In the techno-social simulacra of the post-modern world, filled with social cues interpreted, abstracted, distributed and enacted by highly technological means which implicate distribution, the essence within which the real, hidden now, more and more abstracted by a realer simulation; at least a perception becomes that of simulacrum.

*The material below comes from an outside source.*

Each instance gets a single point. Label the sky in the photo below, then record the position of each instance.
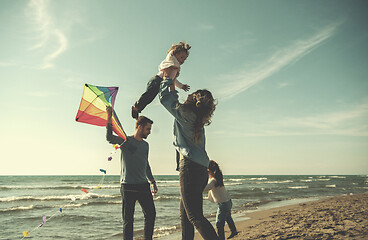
(290, 79)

The continued cyborgisation of this techno-social milieu is part of an accelerant default to the “quantification” of information and the apparent quantification of ontology in a mechanistic sense, one made out of statistical probabilities. The quantification implies the binary form of on and off states and with it a dimension in which the elements of the essential Being are reduced to a succession of symbols, itself a reduction based on participation. A succession which washes over the majority thinly, distributing quanta of the essential in a rhizomic orgy of networked “existence”.


Bibliography
1.Tiziana Terranova, Network Culture: Politics for the Information Age (Pluto Press, 2004)
2.M Taylor, “Rhizomic folds of interstanding,” Tekhnema, no. 2 (1995): 24-36.  
3.Jean Baudrillard, Simulacra and simulation (University of Michigan Press, 1994).  
4.Claude E Shannon, Warren Weaver, and Shannon, The Mathematical Theory of Communication (University of Illinois Press, 1998).